Toute la bande était déjà dans la forêt,

Jean Chouan restait seul; il s'arrête, il regarde;
C'est une femme grosse, elle s'enfuit, hagarde
Et pâle, déchirant ses pieds nus aux buissons;
Elle est seule; elle crie: A moi, les bon garçons!
Jean Chouan rêveur dit: C'est Jeanne-Madeleine.
Elle est le point de mire au milieu de la plaine;
La mitraille sur elle avec rage s'abat.

Il eût fallu que Dieu lui-même se courbât
Et la prît par la main et la mît sous son aile
Tant la mort formidable abondait autour d'elle;
Elle était perdue.-Ah! criait-elle, au secours!

Mais les bois sont tremblants et les fuyards sont sourds.
Et les balles pleuvaient sur la pauvre brigande.

Alors sur le coteau qui dominait la lande

Jean Chouan bondit, fier, tranquille, altier, viril,
Debout:-C'est moi qui suis Jean Chouan! cria-t-il.
Les bleus dirent:-C'est lui, le chef! et cette tête,
Prenant toute la foudre et toute la tempête,
Fit changer à la mort de cible.-Sauve-toi !
Cria-t-il, sauve-toi, ma sœur!-Folle d'effroi,
Jeanne hâta le pas vers la forêt profonde.

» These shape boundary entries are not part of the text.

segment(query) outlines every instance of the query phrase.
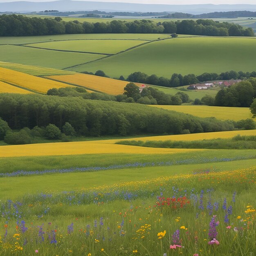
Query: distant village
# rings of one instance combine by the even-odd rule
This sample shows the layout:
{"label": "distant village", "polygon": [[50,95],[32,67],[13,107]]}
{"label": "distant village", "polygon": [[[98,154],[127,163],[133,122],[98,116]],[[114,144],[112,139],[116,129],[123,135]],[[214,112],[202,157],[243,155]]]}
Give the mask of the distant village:
{"label": "distant village", "polygon": [[204,83],[196,83],[190,85],[187,88],[187,89],[191,90],[202,90],[214,87],[228,87],[230,85],[241,82],[241,80],[232,79],[225,81],[209,81]]}

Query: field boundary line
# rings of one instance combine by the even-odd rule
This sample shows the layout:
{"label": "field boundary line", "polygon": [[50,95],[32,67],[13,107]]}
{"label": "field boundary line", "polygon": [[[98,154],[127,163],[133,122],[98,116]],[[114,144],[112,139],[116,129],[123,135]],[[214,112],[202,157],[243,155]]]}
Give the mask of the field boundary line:
{"label": "field boundary line", "polygon": [[[79,73],[79,74],[81,74],[81,73]],[[72,76],[73,75],[72,74],[70,74],[70,75],[59,75],[60,76],[61,76],[61,75]],[[52,81],[55,81],[55,82],[59,82],[60,83],[66,83],[68,85],[73,85],[74,86],[76,86],[77,87],[81,87],[81,88],[83,88],[85,89],[87,89],[87,90],[90,90],[90,91],[92,91],[93,92],[99,92],[99,93],[102,93],[102,94],[104,94],[104,93],[102,92],[100,92],[99,91],[97,91],[97,90],[96,90],[94,89],[91,89],[90,88],[89,88],[89,87],[86,87],[85,86],[83,86],[83,85],[79,85],[76,84],[75,83],[68,83],[68,82],[64,82],[63,81],[61,81],[61,80],[58,80],[56,79],[54,79],[54,78],[51,78],[50,77],[47,77],[46,76],[44,76],[43,77],[43,78],[45,78],[45,79],[48,79],[49,80],[52,80]]]}
{"label": "field boundary line", "polygon": [[[85,39],[63,39],[62,40],[54,40],[53,39],[50,40],[49,41],[45,41],[44,42],[36,42],[35,43],[28,43],[25,44],[19,44],[17,45],[20,45],[20,46],[26,46],[28,45],[32,45],[35,44],[43,43],[53,43],[54,42],[62,42],[64,41],[79,41],[79,40],[133,40],[133,41],[151,41],[152,40],[149,40],[149,39],[112,39],[110,38],[85,38]],[[11,44],[5,44],[5,45]]]}
{"label": "field boundary line", "polygon": [[[170,39],[170,38],[165,38],[165,39]],[[89,63],[92,63],[92,62],[94,62],[96,61],[99,61],[100,60],[102,60],[102,59],[105,58],[108,58],[109,57],[111,57],[111,56],[115,56],[115,55],[117,55],[117,54],[120,54],[121,53],[123,53],[123,52],[127,52],[128,51],[129,51],[130,50],[131,50],[132,49],[134,49],[135,48],[137,48],[137,47],[139,47],[139,46],[141,46],[141,45],[146,45],[147,44],[150,43],[152,43],[153,42],[155,42],[156,41],[160,41],[161,40],[163,40],[164,39],[157,39],[156,40],[154,40],[153,41],[149,41],[148,42],[146,42],[145,43],[143,43],[139,45],[135,45],[135,46],[133,46],[132,47],[130,47],[126,50],[124,50],[123,51],[121,51],[121,52],[119,52],[117,53],[112,54],[111,56],[107,56],[103,57],[102,58],[99,58],[97,59],[97,60],[94,60],[94,61],[88,61],[87,62],[85,62],[84,63],[81,63],[79,64],[77,64],[76,65],[74,65],[73,66],[71,66],[70,67],[65,67],[64,68],[62,69],[62,70],[65,70],[65,69],[68,68],[71,68],[72,67],[78,67],[79,66],[82,66],[82,65],[84,65],[86,64],[88,64]]]}
{"label": "field boundary line", "polygon": [[101,53],[100,52],[80,52],[79,51],[68,51],[67,50],[58,50],[57,49],[50,49],[48,48],[41,48],[40,47],[36,47],[35,46],[29,46],[28,45],[16,45],[16,46],[23,46],[23,47],[28,47],[29,48],[34,48],[37,49],[42,49],[43,50],[49,50],[50,51],[56,51],[57,52],[76,52],[77,53],[85,53],[85,54],[97,54],[99,55],[107,55],[109,56],[112,56],[112,55],[114,55],[114,54],[110,54],[110,53]]}
{"label": "field boundary line", "polygon": [[[204,36],[183,36],[182,37],[180,37],[178,39],[180,39],[180,38],[187,38],[188,37],[191,37],[191,38],[198,38],[198,37],[204,37]],[[137,47],[139,47],[139,46],[141,46],[142,45],[146,45],[147,44],[148,44],[148,43],[153,43],[154,42],[157,42],[158,41],[162,41],[163,40],[166,40],[167,39],[174,39],[174,38],[172,38],[172,37],[170,37],[170,38],[162,38],[162,39],[156,39],[155,40],[152,40],[151,41],[149,41],[148,42],[146,42],[145,43],[141,43],[139,45],[135,45],[135,46],[133,46],[132,47],[130,47],[130,48],[128,48],[128,49],[126,49],[126,50],[124,50],[124,51],[121,51],[120,52],[117,52],[117,53],[114,54],[112,54],[112,55],[111,55],[111,56],[105,56],[104,57],[103,57],[102,58],[99,58],[97,59],[97,60],[94,60],[94,61],[88,61],[87,62],[85,62],[83,63],[81,63],[81,64],[76,64],[76,65],[74,65],[73,66],[71,66],[70,67],[65,67],[64,68],[63,68],[62,69],[62,70],[65,70],[66,69],[67,69],[68,68],[71,68],[72,67],[79,67],[79,66],[82,66],[83,65],[84,65],[85,64],[88,64],[89,63],[92,63],[92,62],[94,62],[95,61],[100,61],[103,58],[109,58],[109,57],[111,57],[112,56],[115,56],[116,55],[117,55],[117,54],[119,54],[121,53],[123,53],[124,52],[128,52],[128,51],[130,51],[130,50],[132,50],[133,49],[135,49],[135,48],[137,48]]]}

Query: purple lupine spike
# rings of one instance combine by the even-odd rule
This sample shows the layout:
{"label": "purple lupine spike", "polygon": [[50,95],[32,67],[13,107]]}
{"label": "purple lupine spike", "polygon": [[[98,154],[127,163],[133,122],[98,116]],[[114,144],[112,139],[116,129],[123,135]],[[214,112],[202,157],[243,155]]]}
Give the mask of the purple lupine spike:
{"label": "purple lupine spike", "polygon": [[227,198],[224,198],[223,204],[222,205],[222,209],[224,210],[224,211],[227,210]]}
{"label": "purple lupine spike", "polygon": [[219,225],[219,222],[216,221],[216,215],[213,215],[210,222],[209,225],[209,232],[208,236],[210,240],[212,240],[213,238],[216,238],[218,233],[216,229],[216,227]]}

Comme un pin sur la neige ou comme un mât sur l'onde,
Jean Chouan, qui semblait par la mort ébloui,

Se dressait, et les bleus ne voyaient plus que lui.

Je resterai le temps qu'il faudra. Va, ma fille!

Va, tu seras encor joyeuse en ta famille,

Et tu mettras encor des fleurs à ton corset!
Criait-il. C'était lui maintenant que visait
L'ardente fusillade, et sur sa haute taille,
Qui semblait presque prête à gagner la bataille,
Les balles s'acharnaient, et son puissant dédain
Souriait; il levait son sabre nu...-Soudain
Par une balle, ainsi l'ours est frappé dans l'antre,
Il se sentit trouer de part en part le ventre;
Il resta droit et dit:-Soit. Ave Maria!
Puis, chancelant, tourné vers le bois, il cria:

Mes amis! mes amis! Jeanne est-elle arrivée?
Des voix dans la forêt répondirent:—Sauvée !
Jean Chouan murmura: C'est bien! et tomba mort.